Thursday 16 December 2010

Squaring the circle

The English health reforms present a range of challenges. Currently there is much more focus on improving quality while budgets are reducing and both Primary Care Trusts and Strategic Health Authorities are in transition to general practice lead commissioning. One of the other central planks of the coalition government’s proposals is to extend choice and competition and to reduce reliance on targets and performance management. These proposals are designed to put patients at the centre of the NHS and improve outcomes.

But alongside the emphasis on choice and competition there’s been increasing interest in integrated care. The belief is that more integrated care will achieve more personal, responsive care and better health outcomes for a local population. On the face of it, integration and any willing provider make strange bedfellows. Integrated care could act as a barrier to choice and competition if it were to entail establishment of organisations that become monopoly providers of care in their areas. Can this circle be squared? An alternative view to the monopoly provider argument is that integrated care organisations could be at the vanguard of the disruptive innovation needed to improve performance, especially if there is competition among integrated care organisations. Taking this view, there is no inherent contradiction between integration and competition provided that patients are able to exercise choice either within or between integrated care organisations.
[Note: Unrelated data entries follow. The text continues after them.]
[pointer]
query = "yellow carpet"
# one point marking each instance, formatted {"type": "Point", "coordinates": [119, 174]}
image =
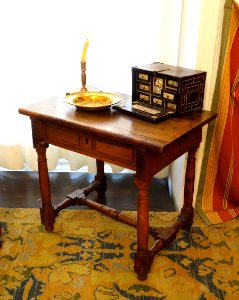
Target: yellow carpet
{"type": "Point", "coordinates": [90, 256]}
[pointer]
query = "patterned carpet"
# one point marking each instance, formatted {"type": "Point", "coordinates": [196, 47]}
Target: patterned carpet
{"type": "Point", "coordinates": [90, 256]}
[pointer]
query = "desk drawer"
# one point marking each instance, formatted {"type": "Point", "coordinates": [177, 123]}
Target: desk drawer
{"type": "Point", "coordinates": [62, 137]}
{"type": "Point", "coordinates": [116, 151]}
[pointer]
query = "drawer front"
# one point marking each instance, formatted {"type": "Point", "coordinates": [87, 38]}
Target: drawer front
{"type": "Point", "coordinates": [116, 151]}
{"type": "Point", "coordinates": [90, 145]}
{"type": "Point", "coordinates": [61, 137]}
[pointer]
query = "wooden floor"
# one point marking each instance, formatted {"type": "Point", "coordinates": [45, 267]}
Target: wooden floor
{"type": "Point", "coordinates": [20, 189]}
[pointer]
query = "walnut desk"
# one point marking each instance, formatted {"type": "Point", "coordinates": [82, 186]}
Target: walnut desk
{"type": "Point", "coordinates": [125, 141]}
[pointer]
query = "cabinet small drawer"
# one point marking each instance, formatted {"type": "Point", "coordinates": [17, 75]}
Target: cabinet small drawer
{"type": "Point", "coordinates": [59, 136]}
{"type": "Point", "coordinates": [115, 151]}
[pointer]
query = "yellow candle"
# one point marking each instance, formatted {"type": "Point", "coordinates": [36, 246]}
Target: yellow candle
{"type": "Point", "coordinates": [84, 51]}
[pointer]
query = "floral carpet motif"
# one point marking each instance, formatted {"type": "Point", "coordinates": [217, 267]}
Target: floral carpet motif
{"type": "Point", "coordinates": [90, 256]}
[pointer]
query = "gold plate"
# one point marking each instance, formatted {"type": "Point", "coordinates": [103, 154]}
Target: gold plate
{"type": "Point", "coordinates": [92, 101]}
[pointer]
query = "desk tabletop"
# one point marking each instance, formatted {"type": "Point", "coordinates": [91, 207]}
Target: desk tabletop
{"type": "Point", "coordinates": [116, 125]}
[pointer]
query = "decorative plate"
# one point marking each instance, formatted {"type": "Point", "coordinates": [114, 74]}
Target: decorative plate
{"type": "Point", "coordinates": [92, 101]}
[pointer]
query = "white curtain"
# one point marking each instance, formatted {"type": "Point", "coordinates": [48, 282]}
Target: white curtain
{"type": "Point", "coordinates": [41, 44]}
Chris Ham and Natasha Curry from the Kings Fund make these points in “Clinical and Service Integration, the Route to Improved Outcomes” to emphasise the need for a more nuanced debate about the direction of reform that recognises the possibility of integration and competition both having a part to play in improving performance. To simulate that debate Natasha and Chris have drawn together the evidence on the performance of the integrated systems and the many ways in which integrated care can be achieved. They argue for greater clarity on the meaning of such terms as integration, integrated care and integrated care organisation. These terms are often used synonymously but have many different meanings. Clinical and service integration summarises the evidence for whole system approaches such as Kaiser Permanente in the USA, examples of chronic care models for particular groups of patients such as the elderly in Europe and North America or disease specific managed clinical networks in Germany, Sweden and the United Kingdom. Finally, they make the point that for the individual patient and to improve population outcomes, co-ordination of care is essential. They found that the adoption of multiple strategies to achieve this goal were more successful than those using single strategies alone. Concluding that improved communications between providers and the provision of support for patients maximises the chance of improving quality and outcomes.
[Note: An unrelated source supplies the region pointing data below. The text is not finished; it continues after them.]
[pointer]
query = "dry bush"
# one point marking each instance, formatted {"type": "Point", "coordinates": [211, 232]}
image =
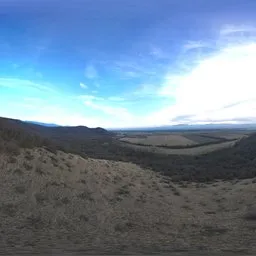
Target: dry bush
{"type": "Point", "coordinates": [21, 189]}
{"type": "Point", "coordinates": [251, 214]}
{"type": "Point", "coordinates": [40, 197]}
{"type": "Point", "coordinates": [8, 209]}
{"type": "Point", "coordinates": [27, 166]}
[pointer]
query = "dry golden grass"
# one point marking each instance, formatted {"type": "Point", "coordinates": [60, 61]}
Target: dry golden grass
{"type": "Point", "coordinates": [64, 202]}
{"type": "Point", "coordinates": [160, 140]}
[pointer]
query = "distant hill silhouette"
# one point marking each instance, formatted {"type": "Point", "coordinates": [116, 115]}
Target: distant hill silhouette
{"type": "Point", "coordinates": [42, 124]}
{"type": "Point", "coordinates": [229, 163]}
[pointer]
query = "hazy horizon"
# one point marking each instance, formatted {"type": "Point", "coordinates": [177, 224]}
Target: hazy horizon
{"type": "Point", "coordinates": [116, 64]}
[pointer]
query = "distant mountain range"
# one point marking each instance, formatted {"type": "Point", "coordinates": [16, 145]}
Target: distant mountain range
{"type": "Point", "coordinates": [179, 127]}
{"type": "Point", "coordinates": [42, 124]}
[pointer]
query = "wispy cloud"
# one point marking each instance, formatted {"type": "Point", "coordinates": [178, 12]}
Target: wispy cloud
{"type": "Point", "coordinates": [232, 29]}
{"type": "Point", "coordinates": [218, 88]}
{"type": "Point", "coordinates": [87, 97]}
{"type": "Point", "coordinates": [22, 84]}
{"type": "Point", "coordinates": [192, 45]}
{"type": "Point", "coordinates": [91, 72]}
{"type": "Point", "coordinates": [113, 98]}
{"type": "Point", "coordinates": [119, 113]}
{"type": "Point", "coordinates": [83, 86]}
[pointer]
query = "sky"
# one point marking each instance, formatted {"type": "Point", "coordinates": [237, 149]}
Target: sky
{"type": "Point", "coordinates": [128, 63]}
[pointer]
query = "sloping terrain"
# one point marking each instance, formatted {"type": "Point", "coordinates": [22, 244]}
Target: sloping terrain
{"type": "Point", "coordinates": [55, 202]}
{"type": "Point", "coordinates": [237, 161]}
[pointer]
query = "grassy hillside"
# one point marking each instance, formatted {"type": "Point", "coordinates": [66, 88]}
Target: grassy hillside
{"type": "Point", "coordinates": [230, 163]}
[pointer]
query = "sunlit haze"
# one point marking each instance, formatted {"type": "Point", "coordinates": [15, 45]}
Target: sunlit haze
{"type": "Point", "coordinates": [136, 63]}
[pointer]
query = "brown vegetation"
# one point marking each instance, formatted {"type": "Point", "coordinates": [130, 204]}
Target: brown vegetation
{"type": "Point", "coordinates": [112, 207]}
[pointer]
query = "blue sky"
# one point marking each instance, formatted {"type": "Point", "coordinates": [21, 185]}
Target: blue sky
{"type": "Point", "coordinates": [120, 63]}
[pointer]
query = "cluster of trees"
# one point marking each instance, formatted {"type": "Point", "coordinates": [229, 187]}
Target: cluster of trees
{"type": "Point", "coordinates": [237, 162]}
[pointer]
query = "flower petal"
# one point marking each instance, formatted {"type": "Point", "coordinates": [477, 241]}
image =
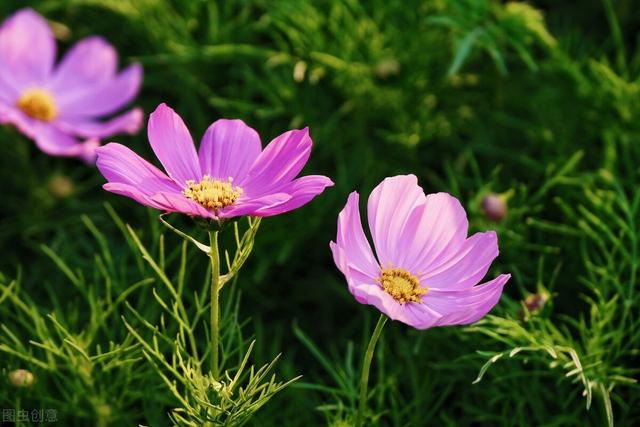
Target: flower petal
{"type": "Point", "coordinates": [132, 193]}
{"type": "Point", "coordinates": [352, 241]}
{"type": "Point", "coordinates": [279, 163]}
{"type": "Point", "coordinates": [90, 62]}
{"type": "Point", "coordinates": [466, 306]}
{"type": "Point", "coordinates": [301, 191]}
{"type": "Point", "coordinates": [172, 143]}
{"type": "Point", "coordinates": [129, 122]}
{"type": "Point", "coordinates": [254, 206]}
{"type": "Point", "coordinates": [103, 99]}
{"type": "Point", "coordinates": [390, 206]}
{"type": "Point", "coordinates": [27, 49]}
{"type": "Point", "coordinates": [118, 164]}
{"type": "Point", "coordinates": [176, 202]}
{"type": "Point", "coordinates": [436, 232]}
{"type": "Point", "coordinates": [228, 149]}
{"type": "Point", "coordinates": [466, 267]}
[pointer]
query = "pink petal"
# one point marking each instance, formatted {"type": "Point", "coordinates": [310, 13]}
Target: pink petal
{"type": "Point", "coordinates": [420, 316]}
{"type": "Point", "coordinates": [364, 288]}
{"type": "Point", "coordinates": [467, 266]}
{"type": "Point", "coordinates": [301, 191]}
{"type": "Point", "coordinates": [101, 99]}
{"type": "Point", "coordinates": [228, 149]}
{"type": "Point", "coordinates": [132, 193]}
{"type": "Point", "coordinates": [129, 122]}
{"type": "Point", "coordinates": [374, 295]}
{"type": "Point", "coordinates": [57, 143]}
{"type": "Point", "coordinates": [176, 202]}
{"type": "Point", "coordinates": [390, 206]}
{"type": "Point", "coordinates": [254, 206]}
{"type": "Point", "coordinates": [8, 91]}
{"type": "Point", "coordinates": [27, 50]}
{"type": "Point", "coordinates": [467, 306]}
{"type": "Point", "coordinates": [279, 163]}
{"type": "Point", "coordinates": [118, 164]}
{"type": "Point", "coordinates": [91, 62]}
{"type": "Point", "coordinates": [353, 242]}
{"type": "Point", "coordinates": [435, 232]}
{"type": "Point", "coordinates": [172, 143]}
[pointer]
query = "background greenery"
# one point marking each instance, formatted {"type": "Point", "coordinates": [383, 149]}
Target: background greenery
{"type": "Point", "coordinates": [539, 102]}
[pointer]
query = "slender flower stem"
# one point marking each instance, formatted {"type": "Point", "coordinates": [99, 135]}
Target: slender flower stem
{"type": "Point", "coordinates": [366, 364]}
{"type": "Point", "coordinates": [214, 256]}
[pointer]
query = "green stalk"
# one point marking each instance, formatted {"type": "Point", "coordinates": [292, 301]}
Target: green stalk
{"type": "Point", "coordinates": [366, 365]}
{"type": "Point", "coordinates": [214, 257]}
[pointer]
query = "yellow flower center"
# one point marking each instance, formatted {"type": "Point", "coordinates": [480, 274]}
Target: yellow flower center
{"type": "Point", "coordinates": [38, 104]}
{"type": "Point", "coordinates": [212, 193]}
{"type": "Point", "coordinates": [401, 285]}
What role might information on providers play in this drive to improve quality? Martin Marshall and Vin McLoughlin from the Health Foundation examined this question in a recent British Medical Journal analysis “How do patients use information on health providers?” BMJ 2010; 341: c5272. They cite the recent literature that shows the public want information about performance to be published but do not look at it and that it has had limited impact on improving quality. They argue that decision making in healthcare is more complex and at first sight less rational than, for instance, getting a good deal on your next car or holiday. They point to the various social processes in addition to the cognitive ones involved in how individuals make trade-offs to reach decisions. These might seem irrational to the outside observer but yet have strong internal logic. Data that is important to clinicians and commissioners is often perceived differently by patients.

So providing useful information to patients is much more of a challenge than we have traditionally thought. This is not a good reason not to include the relevance and accessibility of performance data or not to provide the information at all. On the contrary, as Martin and Vin state not only should it be seen as “a good thing on its own but may also start to engage a large number of people in the future”. We need to make information more appealing, to develop patients and the public’s health literacy and to be aware of the different health beliefs that exist in our population. Co-producing health with patients brings integration, competition and information together for the goals of improving both the health and the experience and outcomes of care.